A resistance heating element layer ;
An insulating layer ;
A release layer ,
An electrode formed of a polyimide resin containing a pair of electrodes conductive particles and metal scavenger to power the resistive heating element layer
A heat-generating fixing belt comprising:   The heat-generating fixing belt according to claim 1, wherein the conductive particles are formed of core particles and a metal shell that covers the core particles. The core particles are at least one of the particles of carbon, selected from the group consisting of glass and ceramics,
The heat generating fixing belt according to claim 2, wherein the metal shell is made of silver. The metal scavenger is selected from (a) a pyrimidine thiol compound represented by the following chemical formula (1), (b) a triazine dithiol compound represented by the following chemical formula (2) and (c) an imidazole compound having a mercapto group. The heat-fixing belt according to claim 1 , wherein the heat-fixing belt is at least one compound.

(In the formula (1), at least one of R1, R2, R3 and R4 is SH or SM, and M is a metal or substituted or unsubstituted ammonium)

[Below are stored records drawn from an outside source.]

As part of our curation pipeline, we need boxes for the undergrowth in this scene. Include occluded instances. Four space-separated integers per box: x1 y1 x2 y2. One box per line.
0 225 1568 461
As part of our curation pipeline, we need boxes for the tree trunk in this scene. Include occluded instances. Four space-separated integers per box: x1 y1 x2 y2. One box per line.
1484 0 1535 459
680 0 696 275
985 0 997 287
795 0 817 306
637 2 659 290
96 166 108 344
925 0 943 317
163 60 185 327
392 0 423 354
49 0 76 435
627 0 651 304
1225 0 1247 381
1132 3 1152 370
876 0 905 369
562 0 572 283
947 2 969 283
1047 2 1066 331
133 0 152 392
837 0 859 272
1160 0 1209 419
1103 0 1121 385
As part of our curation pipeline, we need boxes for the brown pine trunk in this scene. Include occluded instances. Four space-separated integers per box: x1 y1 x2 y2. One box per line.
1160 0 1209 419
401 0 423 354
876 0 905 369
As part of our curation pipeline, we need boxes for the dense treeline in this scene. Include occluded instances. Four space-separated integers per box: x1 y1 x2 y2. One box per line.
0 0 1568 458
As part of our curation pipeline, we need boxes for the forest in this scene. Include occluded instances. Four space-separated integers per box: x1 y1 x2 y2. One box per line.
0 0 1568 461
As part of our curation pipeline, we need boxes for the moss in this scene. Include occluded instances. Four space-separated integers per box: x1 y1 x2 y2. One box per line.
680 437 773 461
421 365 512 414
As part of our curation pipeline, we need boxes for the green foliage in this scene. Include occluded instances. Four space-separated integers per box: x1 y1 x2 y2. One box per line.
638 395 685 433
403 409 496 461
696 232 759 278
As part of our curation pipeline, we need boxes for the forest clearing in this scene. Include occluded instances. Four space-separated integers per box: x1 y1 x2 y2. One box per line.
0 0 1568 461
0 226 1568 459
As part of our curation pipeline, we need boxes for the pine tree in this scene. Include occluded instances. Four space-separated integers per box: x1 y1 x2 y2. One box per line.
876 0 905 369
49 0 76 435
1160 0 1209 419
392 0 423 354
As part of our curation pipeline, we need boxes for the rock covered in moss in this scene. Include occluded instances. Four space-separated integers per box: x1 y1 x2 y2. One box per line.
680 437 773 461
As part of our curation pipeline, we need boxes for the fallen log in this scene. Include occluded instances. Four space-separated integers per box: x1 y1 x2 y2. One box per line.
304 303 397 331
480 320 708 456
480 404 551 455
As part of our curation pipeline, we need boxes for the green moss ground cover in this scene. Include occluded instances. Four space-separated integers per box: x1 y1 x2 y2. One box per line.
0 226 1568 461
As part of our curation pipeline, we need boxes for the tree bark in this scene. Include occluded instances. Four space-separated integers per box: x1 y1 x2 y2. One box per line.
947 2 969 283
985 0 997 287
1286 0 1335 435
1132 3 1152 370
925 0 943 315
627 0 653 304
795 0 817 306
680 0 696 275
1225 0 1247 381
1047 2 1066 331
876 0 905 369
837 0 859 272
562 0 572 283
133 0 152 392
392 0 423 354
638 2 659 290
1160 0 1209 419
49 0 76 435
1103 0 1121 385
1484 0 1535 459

(In formula (2), at least one of R5, R6, and R7 is SH or SM, and M is a metal or substituted or unsubstituted ammonium.) The imidazole compound having a mercapto group includes 2-mercaptobenzimidazole, 2-mercaptoimidazole, 2-mercapto-1-methylimidazole, 2-mercapto-5-methylimidazole, 5-amino-2-mercaptobenzimidazole, 2- The heat fixing according to claim 4, which is at least one imidazole compound selected from the group consisting of mercapto-5-nitrobenzimidazole, 2-mercapto-5-methoxybenzimidazole and 2-mercaptobenzimidazole-5-carboxylic acid. belt. The electrode is formed from a polyimide precursor solution containing the conductive particles and the metal scavenger,
The metal scavengers, heating fixing belt according to any of claims 1 through 3 is added 0.01% by weight to 10% by weight relative to the solid content of the polyimide precursor solution. The polyimide precursor solution, heating fixing according to <br/> claim 6 obtained by polymerizing the at least one aromatic diamine and at least one aromatic tetracarboxylic acid dianhydride in an organic polar solvent belt. In the resistance heating element layer, at least one conductive material selected from the group consisting of carbon nanofibers, carbon nanotubes, and carbon microcoils, and nickel particles having a shape in which strands are three-dimensionally connected are dispersed. The heat-generating fixing belt according to any one of claims 1 to 7, comprising a polyimide resin. The heat-generating fixing belt according to any one of claims 1 to 8, wherein the release layer is made of at least one resin or rubber selected from the group consisting of fluororesin, silicone rubber, and fluororubber. An elastic layer made of at least one of silicone rubber and fluororubber;
The release layer, heating the fixing belt according to claim 1 which is provided in contact with the outer surface of the elastic layer 9. The heat-generating fixing belt according to any one of claims 1 to 10,
An image fixing device comprising: a power supply means for supplying power to the electrode of the heat generating fixing belt.